Obviously, lots, which is I and many of my colleagues sit straight up in bed at 3:00 AM and reexamine every facet of a case that ended in a guilty verdict. Did I miss something in jury selectin? Was I slow to respond to an unexpected piece of evidence or testimony. Did my exhibits fall flat. Did I fail to connect with jurors?  I’ll often replay every minute of a trial in my head to identify what I did right and what I could have done better.

While the process is agonizing it is also extremely valuable because practical experience is an indispensable asset to a trial lawyer. That is because although they teach basic trial tactics and the rules of civil and criminal procedure in law school, there is no substitute for preparing and trying cases on behalf of clients who place their freedom, their future, and in some instances their very lives in your hands. Take it from me, courtrooms, not classrooms, are the only places attorneys like me learn to ply our trade.

Yet, despite all the preparation and trepidation involved, I love jury trials and the jury system. And I’m not alone. Throughout history the jury system has been a foundational pillar of civilized societies. Nearly 3,000 years ago bodies known as dikastai composed of as many 1,501 citizens rendered verdicts by majority rule in cases ranging from mundane matters to those involving death, exile, and seizure of property.

The Roman Empire also featured a precursor of modern juries in which capital trials were conducted before thousands of citizens. Interestingly, high government officials and their relatives, people who had been convicted of felonies, gladiators for hire, and men younger than 30 or older than 60 were barred from jury service.  

The system continued to evolve though the centuries and began to resemble the process and configuration that exists today in the late 900s when King Etheired the Unready of England instituted the Wantage Code which required the 12 leading minor nobles in small districts to investigate crimes. These juries differed from modern ones because there were no trials—the jurors were responsible for investigating cases and rendering verdicts on their own.

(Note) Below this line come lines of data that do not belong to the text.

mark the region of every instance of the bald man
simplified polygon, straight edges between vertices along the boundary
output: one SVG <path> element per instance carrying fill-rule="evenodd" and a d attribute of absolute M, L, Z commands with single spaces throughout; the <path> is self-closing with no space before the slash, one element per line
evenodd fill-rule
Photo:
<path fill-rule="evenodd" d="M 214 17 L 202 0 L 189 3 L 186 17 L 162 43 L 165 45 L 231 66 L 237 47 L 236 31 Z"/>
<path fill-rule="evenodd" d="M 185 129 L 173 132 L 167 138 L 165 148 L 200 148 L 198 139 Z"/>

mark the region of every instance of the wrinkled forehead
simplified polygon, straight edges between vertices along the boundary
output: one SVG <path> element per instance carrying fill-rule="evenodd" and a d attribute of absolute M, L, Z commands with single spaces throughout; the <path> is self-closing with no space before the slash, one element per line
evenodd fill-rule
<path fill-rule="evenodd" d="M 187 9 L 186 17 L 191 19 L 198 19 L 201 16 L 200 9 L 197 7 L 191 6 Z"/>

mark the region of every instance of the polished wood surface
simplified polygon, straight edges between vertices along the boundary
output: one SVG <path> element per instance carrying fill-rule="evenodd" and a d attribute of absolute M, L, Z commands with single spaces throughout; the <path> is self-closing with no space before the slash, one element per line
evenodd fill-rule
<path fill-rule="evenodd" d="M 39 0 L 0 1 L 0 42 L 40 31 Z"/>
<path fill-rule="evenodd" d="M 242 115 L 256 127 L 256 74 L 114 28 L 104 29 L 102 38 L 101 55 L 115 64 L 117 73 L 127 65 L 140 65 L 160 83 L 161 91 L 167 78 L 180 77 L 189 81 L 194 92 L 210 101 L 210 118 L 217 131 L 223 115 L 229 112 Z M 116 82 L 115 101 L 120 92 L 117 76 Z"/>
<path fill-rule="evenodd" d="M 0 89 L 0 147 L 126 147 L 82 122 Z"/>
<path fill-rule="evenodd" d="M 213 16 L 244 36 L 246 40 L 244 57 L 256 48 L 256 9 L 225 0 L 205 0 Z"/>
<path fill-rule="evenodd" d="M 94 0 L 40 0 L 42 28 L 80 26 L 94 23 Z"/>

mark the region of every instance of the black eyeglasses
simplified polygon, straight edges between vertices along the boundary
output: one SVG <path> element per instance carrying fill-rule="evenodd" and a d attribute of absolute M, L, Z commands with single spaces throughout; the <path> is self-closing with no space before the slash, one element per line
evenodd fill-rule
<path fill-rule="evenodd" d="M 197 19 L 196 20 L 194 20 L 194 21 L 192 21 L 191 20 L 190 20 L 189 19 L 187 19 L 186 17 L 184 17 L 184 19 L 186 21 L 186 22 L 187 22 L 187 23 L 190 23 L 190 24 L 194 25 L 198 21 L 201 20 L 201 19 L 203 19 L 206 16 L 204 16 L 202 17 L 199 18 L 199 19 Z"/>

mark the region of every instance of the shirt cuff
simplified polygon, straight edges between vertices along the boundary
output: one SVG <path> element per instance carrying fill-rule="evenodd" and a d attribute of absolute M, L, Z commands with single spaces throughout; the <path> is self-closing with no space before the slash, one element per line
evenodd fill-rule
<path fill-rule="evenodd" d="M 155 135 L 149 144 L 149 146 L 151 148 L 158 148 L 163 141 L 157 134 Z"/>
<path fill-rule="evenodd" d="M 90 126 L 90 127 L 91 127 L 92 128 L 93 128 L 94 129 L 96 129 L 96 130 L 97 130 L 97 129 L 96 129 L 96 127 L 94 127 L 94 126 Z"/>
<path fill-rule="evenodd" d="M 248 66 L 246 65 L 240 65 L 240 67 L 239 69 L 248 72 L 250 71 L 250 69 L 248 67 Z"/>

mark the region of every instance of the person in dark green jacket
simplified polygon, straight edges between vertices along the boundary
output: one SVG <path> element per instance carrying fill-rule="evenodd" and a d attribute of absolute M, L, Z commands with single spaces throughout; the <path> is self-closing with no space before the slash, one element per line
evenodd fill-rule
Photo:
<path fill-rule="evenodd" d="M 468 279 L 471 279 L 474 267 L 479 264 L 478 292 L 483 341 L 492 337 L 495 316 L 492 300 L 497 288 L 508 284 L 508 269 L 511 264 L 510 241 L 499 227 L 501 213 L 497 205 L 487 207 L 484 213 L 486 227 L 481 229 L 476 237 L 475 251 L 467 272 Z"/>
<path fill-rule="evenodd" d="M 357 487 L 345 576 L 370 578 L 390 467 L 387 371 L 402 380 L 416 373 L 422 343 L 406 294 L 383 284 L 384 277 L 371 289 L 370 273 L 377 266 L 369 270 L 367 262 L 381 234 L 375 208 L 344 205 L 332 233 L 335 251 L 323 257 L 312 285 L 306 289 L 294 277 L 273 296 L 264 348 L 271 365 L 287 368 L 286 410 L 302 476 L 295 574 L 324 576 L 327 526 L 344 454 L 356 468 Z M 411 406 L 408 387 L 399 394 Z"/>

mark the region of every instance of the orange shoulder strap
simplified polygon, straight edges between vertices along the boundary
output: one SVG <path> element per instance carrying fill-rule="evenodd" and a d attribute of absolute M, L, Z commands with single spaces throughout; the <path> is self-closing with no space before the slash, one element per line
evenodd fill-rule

Juries took a major leap forward during the Reign of King Henry II in the mid 1100s. He established both a process in which a jury of 12 free men arbitrated property disputes and formed grand juries whose members were to report any crimes they knew of to a judge who would then conduct a trial by ordeal. As you might imagine, the guilt or innocence of the defendant was determined by subjecting them to one or more painful experiences. This system was based on the premise that God would help the innocent by performing a miracle on their behalf. Trial by ordeal fell out of favor when Pope Innocent III prohibited priests from participating in trials by fire and water. I can say this, if they were still around, I would have found a different occupation.

The right to trial by jury, along with the entirety of British Common Law, continued to advance and served as both one of reasons for the American Revolution and the basis for the judicial system America’s Founding Fathers enshrined in the Fifth, Sixth, and Seventh Amendments to our Constitution. Thomas Jefferson specifically cited King George’s decision to deprive colonists of trial by jury as a grievance in the Declaration of Independence and John Adams wrote that “…representative government and trial by jury are the heart and lungs of liberty.  Without them we have no fortification against being ridden like horses, fleeced like sheep, worked like cattle, and fed and clothed like swine and hogs.”

I am 100 percent in agreement with Adams, which explains why I believe we all have a civic duty to vote and serve as jurors—and why I refuse to help anyone skirt jury duty. Under Ohio there are very few reasons people may be exempt from service and even those who qualify must be excused by a judge. In the interest of full disclosure, I’ve received a jury summons and duly reported for duty. Unfortunately, I was excused and denied the opportunity to get a very close look at the dynamic that takes place during deliberations. That is an experience I would have relished and used for the remainder of my career.